Figure 7.3: Link, Caption: P-P plot (left) and Q-Q plot (right) of the standardised residuals from the birthweight model against the Normal hypothesis.

For a model that fits the data well, the residuals $r_{i}$ should be independent of the fitted values $\hat{\mu}_{i}$ as well as the explanatory variables $x_{i}$ .

##Fitted vs. residuals
plot(fitted(Model), resid(Model), xlab = "Fitted", ylab = "Residuals")
##Age vs. residuals
plot(birthweight$age, resid(Model), xlab = "Age", ylab = "Residuals")

Figure 7.4: Link, Caption: Scatter plot of residuals against fitted values (left) and gestational age (right) from the birthweight model.

7.4.2 Checking fit of Poisson and Logistic Regression

Checking the residuals from a Poisson or Logistic regression model is not as easy as for the simple linear regression case as the distribution of the difference $y_{i}-\hat{\mu}_{i}$ , for some fitted mean $\hat{\mu}_{i}$ , is likely to different for all observations and be of some form that is not easy to understand.

However, we note the following cases about Binomial and Poisson data.
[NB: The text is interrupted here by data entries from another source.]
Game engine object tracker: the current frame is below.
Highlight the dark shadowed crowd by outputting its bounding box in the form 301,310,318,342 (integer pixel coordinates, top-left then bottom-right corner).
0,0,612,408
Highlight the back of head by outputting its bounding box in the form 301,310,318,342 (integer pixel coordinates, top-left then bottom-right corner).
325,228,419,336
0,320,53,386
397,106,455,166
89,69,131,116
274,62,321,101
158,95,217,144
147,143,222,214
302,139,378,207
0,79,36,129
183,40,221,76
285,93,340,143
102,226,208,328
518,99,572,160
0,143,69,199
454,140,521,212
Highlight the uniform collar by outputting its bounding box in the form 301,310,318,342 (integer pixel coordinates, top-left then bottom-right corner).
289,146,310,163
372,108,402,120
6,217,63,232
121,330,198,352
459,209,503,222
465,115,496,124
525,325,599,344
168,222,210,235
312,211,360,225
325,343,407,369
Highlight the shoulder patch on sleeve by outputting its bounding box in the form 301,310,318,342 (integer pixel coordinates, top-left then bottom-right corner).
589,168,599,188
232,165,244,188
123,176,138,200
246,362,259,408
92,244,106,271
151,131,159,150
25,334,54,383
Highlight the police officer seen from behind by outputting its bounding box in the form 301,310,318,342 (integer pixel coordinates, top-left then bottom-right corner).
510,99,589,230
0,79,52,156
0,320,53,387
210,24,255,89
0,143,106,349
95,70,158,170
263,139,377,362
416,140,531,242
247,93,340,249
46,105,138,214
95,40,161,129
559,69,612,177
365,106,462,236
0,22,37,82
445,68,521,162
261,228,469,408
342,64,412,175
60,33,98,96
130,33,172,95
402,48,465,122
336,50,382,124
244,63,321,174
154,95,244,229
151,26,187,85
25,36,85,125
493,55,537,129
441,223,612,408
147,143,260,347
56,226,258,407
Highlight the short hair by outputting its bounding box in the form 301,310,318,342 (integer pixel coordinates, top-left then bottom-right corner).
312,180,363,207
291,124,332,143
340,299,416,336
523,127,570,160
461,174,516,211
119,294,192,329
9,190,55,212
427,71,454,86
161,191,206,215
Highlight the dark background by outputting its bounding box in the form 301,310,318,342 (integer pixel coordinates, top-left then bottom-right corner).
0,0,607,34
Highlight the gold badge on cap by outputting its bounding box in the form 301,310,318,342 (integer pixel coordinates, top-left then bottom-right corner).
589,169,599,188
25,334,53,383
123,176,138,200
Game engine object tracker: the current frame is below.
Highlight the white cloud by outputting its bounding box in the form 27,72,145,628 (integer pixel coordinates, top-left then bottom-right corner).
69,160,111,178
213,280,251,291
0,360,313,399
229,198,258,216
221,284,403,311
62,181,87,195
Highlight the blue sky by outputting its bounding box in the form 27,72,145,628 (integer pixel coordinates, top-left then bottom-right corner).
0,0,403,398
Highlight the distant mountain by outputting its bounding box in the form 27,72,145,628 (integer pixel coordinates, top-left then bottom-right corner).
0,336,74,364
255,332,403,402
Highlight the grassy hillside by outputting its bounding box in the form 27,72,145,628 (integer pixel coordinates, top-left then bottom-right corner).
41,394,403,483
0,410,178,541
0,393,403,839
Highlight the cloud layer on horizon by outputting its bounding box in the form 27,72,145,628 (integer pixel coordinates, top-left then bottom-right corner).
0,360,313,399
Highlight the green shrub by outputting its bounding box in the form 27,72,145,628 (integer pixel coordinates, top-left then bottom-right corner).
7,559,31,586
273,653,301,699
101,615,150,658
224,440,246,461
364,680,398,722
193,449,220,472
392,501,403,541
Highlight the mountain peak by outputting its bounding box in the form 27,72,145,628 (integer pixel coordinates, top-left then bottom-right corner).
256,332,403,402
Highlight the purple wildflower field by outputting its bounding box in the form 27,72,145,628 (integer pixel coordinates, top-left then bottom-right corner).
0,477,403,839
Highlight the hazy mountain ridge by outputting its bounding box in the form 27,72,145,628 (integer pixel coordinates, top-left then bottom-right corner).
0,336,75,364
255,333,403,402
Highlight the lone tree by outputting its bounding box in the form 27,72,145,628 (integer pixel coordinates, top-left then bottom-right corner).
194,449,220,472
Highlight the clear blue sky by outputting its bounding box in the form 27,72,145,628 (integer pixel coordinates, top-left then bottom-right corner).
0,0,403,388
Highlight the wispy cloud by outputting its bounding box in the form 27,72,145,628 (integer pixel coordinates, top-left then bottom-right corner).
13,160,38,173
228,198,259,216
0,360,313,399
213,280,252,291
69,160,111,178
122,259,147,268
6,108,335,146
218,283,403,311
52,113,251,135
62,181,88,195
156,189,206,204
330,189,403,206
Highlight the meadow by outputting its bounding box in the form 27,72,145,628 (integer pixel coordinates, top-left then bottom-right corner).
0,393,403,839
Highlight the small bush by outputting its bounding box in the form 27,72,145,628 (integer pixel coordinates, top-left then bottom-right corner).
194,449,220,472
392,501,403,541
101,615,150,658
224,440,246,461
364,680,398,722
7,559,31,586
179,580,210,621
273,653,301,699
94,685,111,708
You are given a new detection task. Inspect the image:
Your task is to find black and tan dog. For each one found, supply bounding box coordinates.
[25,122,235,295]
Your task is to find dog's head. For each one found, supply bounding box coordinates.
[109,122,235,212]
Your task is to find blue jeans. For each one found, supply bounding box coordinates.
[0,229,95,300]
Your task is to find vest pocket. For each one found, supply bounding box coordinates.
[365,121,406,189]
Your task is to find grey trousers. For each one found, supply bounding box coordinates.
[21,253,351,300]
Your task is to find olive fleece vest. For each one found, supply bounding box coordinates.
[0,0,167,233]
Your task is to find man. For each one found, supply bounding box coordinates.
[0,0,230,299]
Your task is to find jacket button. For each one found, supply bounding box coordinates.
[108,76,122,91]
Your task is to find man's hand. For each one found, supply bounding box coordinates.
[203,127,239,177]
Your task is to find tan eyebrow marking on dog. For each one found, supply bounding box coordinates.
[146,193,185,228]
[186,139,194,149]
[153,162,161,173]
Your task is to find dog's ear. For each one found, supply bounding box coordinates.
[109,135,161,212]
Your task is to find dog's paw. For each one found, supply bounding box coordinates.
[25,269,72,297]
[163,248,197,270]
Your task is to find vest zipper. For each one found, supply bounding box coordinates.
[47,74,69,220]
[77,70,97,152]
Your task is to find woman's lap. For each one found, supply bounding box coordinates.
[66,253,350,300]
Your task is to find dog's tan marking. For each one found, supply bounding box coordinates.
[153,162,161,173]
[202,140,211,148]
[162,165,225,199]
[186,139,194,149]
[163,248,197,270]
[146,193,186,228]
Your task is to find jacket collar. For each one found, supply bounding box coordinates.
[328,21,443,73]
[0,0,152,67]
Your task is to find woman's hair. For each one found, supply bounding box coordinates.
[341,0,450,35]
For Binomial data, $Y\sim\mathrm{Binomial}(n,p)$ , as $n$ increases then by CLT:

\displaystyle\frac{Y-np}{\sqrt{np(1-p)}}\sim N(0,~{}1).

Also, for Poisson data, $Y\sim\mathrm{Poisson}(\lambda)$ , then as $\lambda$ increases it is known that:

\displaystyle\frac{Y-\lambda}{\sqrt{\lambda}}\sim N(0,~{}1).

Definition 7.4.1.

Using the fitted means $\hat{\mu}_{i}$ , the Pearson residuals is defined as:

\displaystyle r^{p}_{i}=\frac{y_{i}-\hat{\mu}_{i}}{\sqrt{v(\hat{\mu}_{i})}},

where $v(\mu)$ is the variance function. These residuals are sometimes used as a measure of model adequacy.

Similar to normal linear models, these residuals could be used to check the adequacy of the models by plotting:

•

Pearson residuals against fitted values, $r_{i}^{p}$ vs. $\hat{\mu}_{i}$ .
•

Pearson residuals against linear predictors, $r_{i}^{p}$ vs. $\hat{\eta}_{i}$ .
•

Pearson residuals against explanatory variables, $r_{i}^{p}$ vs. $x_{j,i}$ .
•

P-P and Q-Q plot of the Pearson residuals.

For the last case, care needs to be taken with small data sizes as it may not yet be close to a standard normal distribution that arises in the asymptotic regimes for Binomial and Poisson data as defined above.

The figure below presents these fit diagnostic plots for the Poisson regression applied to the AIDS dataset with additive model containing the time period explanatory variable.

Figure 7.5: Link, Caption: Plot of Pearson residuals against the fitted values (TL), linear predictor (TR) and time covariate (BL) for the Poisson regression model with the AIDS dataset. Q-Q plot (BR) of the Pearson residuals against the theoretical Normal hypothesis.